For people buying their first home, the down payment ratio will be lowered to 20 percent, and banks will be allowed to charge as low as 70 percent of benchmark lending rates for such mortgages. Both measures are effective next Monday.
The current down payment ratio is 30 percent, or even higher, for those buying large luxury houses or in areas where property prices were deemed to be rising too fast.
The ministry and the central bank said the moves are aimed at increasing consumption to shore up the national economy amid the global and domestic economic slowdown.
The global financial turmoil is expected to further drag down the world economy, which will reduce demand for Chinese exports. China's economic growth eased to 9 percent year-on-year in the third quarter of this year from 10.4 percent for the first six months. Last year, it was nearly 12 percent.

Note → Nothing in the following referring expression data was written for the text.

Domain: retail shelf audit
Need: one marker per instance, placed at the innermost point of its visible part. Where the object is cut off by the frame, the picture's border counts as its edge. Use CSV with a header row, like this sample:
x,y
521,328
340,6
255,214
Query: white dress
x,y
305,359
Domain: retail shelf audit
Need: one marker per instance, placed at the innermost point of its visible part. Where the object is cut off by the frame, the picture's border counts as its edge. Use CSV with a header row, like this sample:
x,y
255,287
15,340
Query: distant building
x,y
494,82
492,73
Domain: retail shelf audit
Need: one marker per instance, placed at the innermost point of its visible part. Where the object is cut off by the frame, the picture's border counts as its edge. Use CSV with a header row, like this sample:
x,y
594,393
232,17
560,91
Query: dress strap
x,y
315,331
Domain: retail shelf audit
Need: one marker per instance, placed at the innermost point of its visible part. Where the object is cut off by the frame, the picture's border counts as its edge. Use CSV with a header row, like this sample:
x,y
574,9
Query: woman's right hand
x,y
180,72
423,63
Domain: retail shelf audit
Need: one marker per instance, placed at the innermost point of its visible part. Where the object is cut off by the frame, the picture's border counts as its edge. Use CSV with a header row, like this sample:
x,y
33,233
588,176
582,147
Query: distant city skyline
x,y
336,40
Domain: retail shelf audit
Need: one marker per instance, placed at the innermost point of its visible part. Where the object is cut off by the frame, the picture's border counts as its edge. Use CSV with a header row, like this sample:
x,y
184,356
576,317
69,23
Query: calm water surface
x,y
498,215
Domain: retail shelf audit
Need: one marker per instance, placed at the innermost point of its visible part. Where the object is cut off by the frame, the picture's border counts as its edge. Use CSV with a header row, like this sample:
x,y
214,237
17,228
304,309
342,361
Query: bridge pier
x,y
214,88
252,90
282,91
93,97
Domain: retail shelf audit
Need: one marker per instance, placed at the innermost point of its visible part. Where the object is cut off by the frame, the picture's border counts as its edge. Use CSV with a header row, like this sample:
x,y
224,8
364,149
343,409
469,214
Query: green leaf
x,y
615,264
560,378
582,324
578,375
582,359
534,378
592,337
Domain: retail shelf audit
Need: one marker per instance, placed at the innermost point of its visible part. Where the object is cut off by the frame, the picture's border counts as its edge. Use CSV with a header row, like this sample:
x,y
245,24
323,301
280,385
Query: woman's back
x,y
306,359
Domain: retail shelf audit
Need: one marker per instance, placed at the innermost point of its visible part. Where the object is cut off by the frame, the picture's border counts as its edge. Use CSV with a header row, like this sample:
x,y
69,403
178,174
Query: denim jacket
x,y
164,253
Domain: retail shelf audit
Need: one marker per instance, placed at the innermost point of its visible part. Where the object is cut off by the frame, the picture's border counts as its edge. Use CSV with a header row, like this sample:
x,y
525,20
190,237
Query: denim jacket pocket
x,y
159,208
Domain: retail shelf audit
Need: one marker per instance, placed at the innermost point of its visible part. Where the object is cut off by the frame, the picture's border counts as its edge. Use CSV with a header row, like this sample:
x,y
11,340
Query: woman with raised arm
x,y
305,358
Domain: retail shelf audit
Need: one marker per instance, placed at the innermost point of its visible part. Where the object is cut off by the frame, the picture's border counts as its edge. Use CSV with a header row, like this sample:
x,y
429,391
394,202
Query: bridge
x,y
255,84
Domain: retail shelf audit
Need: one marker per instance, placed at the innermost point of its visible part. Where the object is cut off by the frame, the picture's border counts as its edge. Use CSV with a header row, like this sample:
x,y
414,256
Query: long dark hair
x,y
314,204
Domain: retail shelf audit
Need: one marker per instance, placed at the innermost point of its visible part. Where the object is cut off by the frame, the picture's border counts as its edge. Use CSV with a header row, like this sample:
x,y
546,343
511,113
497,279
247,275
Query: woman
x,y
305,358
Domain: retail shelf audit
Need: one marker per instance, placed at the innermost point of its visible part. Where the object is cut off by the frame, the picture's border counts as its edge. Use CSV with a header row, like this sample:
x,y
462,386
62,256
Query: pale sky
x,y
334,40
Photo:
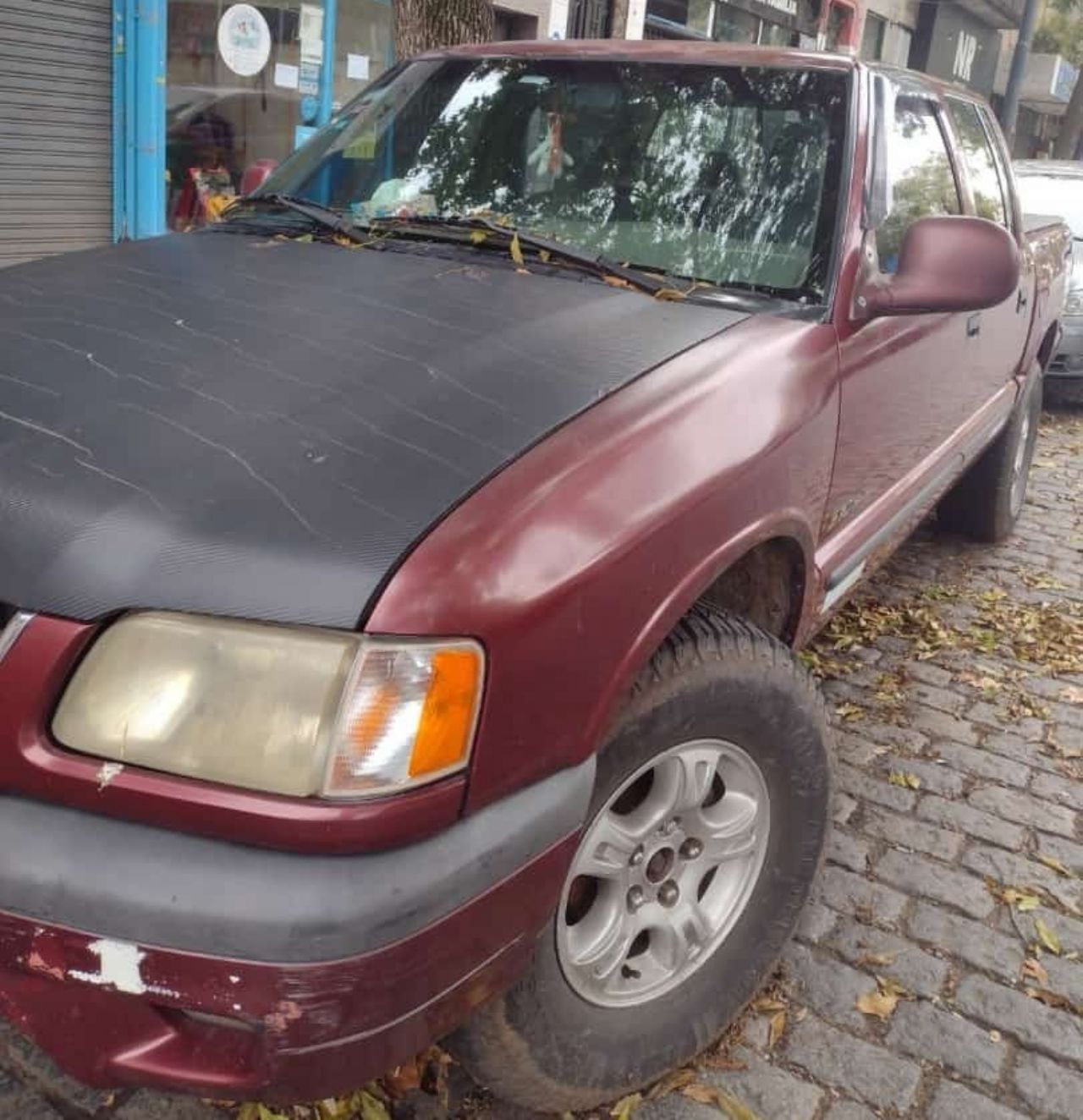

"The central government moves were expected as the housing market is in a downturn," said Wang Lina, economist with the Chinese Academy of Social Sciences. "But to what extent they will work remains unclear."
Property prices in 70 major cities rose 3.5 percent in September from a year earlier, the slowest pace in at least three years, down from 5.3 percent in August. In month-on-month terms, they fell 0.1 percent in September, which was the second month that prices dropped.
Official figures show that prices have at least doubled since 2004, making property unaffordable for many, and home sale volumes plunged 55.5 percent, 38.5 percent and 32.5 percent year-on-year in Beijing, Shanghai and Zhejiang province in the eight months through August.
"Given the high prices, those who cannot afford them would still be hard pressed to buy," Wang said.
China's property prices may drop by about 20 percent from the 2007 level in the coming months, said a research note of the Standard Chartered Bank (China), an assertion backed by Guo Tianyong, economist with the Central University of Finance Economics.
"We expect 2009 will see a further downturn in the housing market, followed by a healthier 2010," the bank report said.